SVEMnet: An R package for Self-Validated Elastic-Net Ensembles and Multi-Response Optimization in Small-Sample Mixture-Process Experiments
Andrew T. Karl
TL;DR
SVEMnet introduces an open-source R implementation of Self-Validated Ensemble Models (SVEM) tailored for small-sample mixture-process DOE. It couples FRW bootstrapping with anti-correlated validation weights, a glmnet-based (relaxed) elastic-net engine, and validation-weighted information criteria (wAIC/wBIC) to stabilize model selection near the interpolation boundary. The package also provides deterministic high-order expansions, a permutation-based whole-model diagnostic (WMT), and a mixture-constrained random-search optimizer that scores candidates via Derringer–Suich desirabilities and yields diverse exploitation and exploration medoids for iterative design. Through a lipid nanoparticle formulation example and comprehensive simulations against repeated CV elastic-net baselines, the authors demonstrate improved prediction stability and competitive multi-response optimization performance, while highlighting heuristic nature and single-error-stratum applicability as important caveats for practitioners.
Abstract
SVEMnet is an R package for fitting Self-Validated Ensemble Models (SVEM) with elastic-net base learners and performing multi-response optimization in small-sample mixture-process design-of-experiments (DOE) studies with numeric, categorical, and mixture factors.
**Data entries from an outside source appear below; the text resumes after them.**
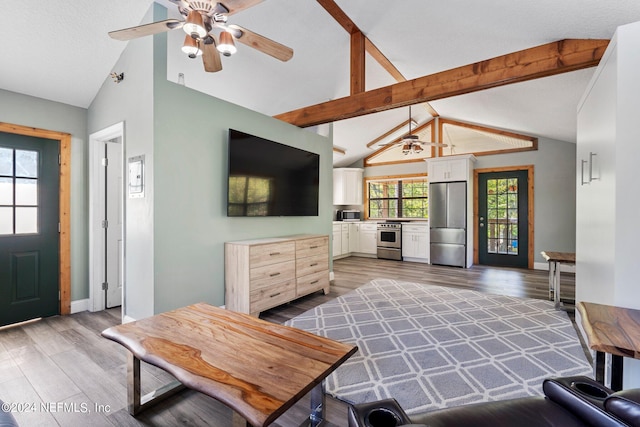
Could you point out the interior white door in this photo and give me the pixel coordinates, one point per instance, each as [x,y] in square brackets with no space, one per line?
[114,255]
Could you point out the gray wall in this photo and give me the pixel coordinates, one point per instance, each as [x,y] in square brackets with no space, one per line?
[40,113]
[131,102]
[554,186]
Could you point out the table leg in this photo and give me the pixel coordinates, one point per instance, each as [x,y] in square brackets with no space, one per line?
[617,364]
[318,405]
[551,280]
[556,284]
[137,403]
[599,367]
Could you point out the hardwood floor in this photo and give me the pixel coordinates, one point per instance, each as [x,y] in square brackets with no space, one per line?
[60,371]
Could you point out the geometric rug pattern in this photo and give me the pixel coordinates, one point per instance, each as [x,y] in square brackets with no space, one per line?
[431,346]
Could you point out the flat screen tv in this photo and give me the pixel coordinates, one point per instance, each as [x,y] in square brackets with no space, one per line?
[267,178]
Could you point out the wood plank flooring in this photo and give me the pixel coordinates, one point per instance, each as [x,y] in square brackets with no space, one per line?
[60,371]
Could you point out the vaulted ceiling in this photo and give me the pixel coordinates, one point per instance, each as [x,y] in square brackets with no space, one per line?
[345,52]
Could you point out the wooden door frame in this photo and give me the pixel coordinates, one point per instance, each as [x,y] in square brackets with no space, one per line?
[64,250]
[530,210]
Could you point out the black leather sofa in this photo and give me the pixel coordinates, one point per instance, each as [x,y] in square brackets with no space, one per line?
[567,402]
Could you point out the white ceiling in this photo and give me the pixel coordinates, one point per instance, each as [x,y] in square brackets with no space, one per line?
[71,56]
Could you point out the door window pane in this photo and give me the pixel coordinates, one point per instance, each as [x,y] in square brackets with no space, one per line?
[26,220]
[26,164]
[6,221]
[6,161]
[502,216]
[26,192]
[6,191]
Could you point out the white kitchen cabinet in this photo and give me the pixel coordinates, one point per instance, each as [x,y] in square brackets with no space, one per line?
[347,186]
[344,236]
[449,168]
[337,240]
[354,237]
[415,242]
[368,239]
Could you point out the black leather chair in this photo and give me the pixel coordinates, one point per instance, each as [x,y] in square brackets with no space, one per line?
[567,402]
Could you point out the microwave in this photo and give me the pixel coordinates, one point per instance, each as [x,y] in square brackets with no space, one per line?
[348,215]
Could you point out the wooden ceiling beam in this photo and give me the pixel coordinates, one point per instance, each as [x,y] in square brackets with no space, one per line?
[339,15]
[357,63]
[540,61]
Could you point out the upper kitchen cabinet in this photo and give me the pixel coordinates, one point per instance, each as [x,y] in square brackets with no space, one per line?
[450,168]
[347,186]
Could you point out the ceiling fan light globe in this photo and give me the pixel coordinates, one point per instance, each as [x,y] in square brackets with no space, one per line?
[194,25]
[226,46]
[191,48]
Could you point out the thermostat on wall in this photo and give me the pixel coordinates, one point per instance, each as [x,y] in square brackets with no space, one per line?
[136,176]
SVEMnet wraps elastic-net and relaxed elastic-net models for Gaussian and binomial responses from glmnet in a fractional random-weight (FRW) resampling scheme with anti-correlated train/validation weights; penalties are selected by validation-weighted AIC- and BIC-type criteria, and predictions are averaged across replicates to stabilize fits near the interpolation boundary. In addition to the core SVEM engine, the package provides deterministic high-order formula expansion, a permutation-based whole-model test heuristic, and a mixture-constrained random-search optimizer that combines Derringer-Suich desirability functions, bootstrap-based uncertainty summaries, and optional mean-level specification-limit probabilities to generate scored candidate tables and diverse exploitation and exploration medoids for sequential fit-score-run-refit workflows. A simulated lipid nanoparticle (LNP) formulation study illustrates these tools in a small-sample mixture-process DOE setting, and simulation experiments based on sparse quadratic response surfaces benchmark SVEMnet against repeated cross-validated elastic-net baselines.